After a couple songs, he leaned over my hand and kissed the back of it. The feel of his lips on the back of my hand had warmth racing through me and I fought a dopey sigh.

“I apologize, Gabriella, but if I don’t mingle, people will start to talk.”

He winked at me and waited for me to let him go. I did so with a smile then watched as model after model deliberately threw herself in his path. When he walked up to Kendra, my smile faded and I told myself that was it. He had finally found the one he’d been looking for, and I’d be forgotten, just another dance. Then Kendra’s eyes caught mine and she smiled. They leaned towards each other and looked at me as they spoke. My stomach flipped. They were talking about me.
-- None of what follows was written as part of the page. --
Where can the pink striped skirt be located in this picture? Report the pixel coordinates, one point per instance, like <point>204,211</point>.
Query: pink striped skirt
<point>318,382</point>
As the night waned on, I heard his name brought up over and over.

“He was just featured on the Forbes list again,” an agent said—I knew her vaguely. She’d tried to approach Kendra and when she saw me, she turned her back.

“Too bad he’s never listed as a most-eligible bachelor,” her friend added.

I covertly studied him and because I was doing so, it wasn’t hard to notice that I wasn’t the only one. A couple of Kendra’s friends, somebody I suspected was another agent, a few more models.

I tried not to listen to the idle gossip and add to it my own ideas. I heard nothing
but
gossip and when I finally caught up with Kendra, she didn’t know who he was, either. Then again, she was drunk enough I was surprised she remembered who I was.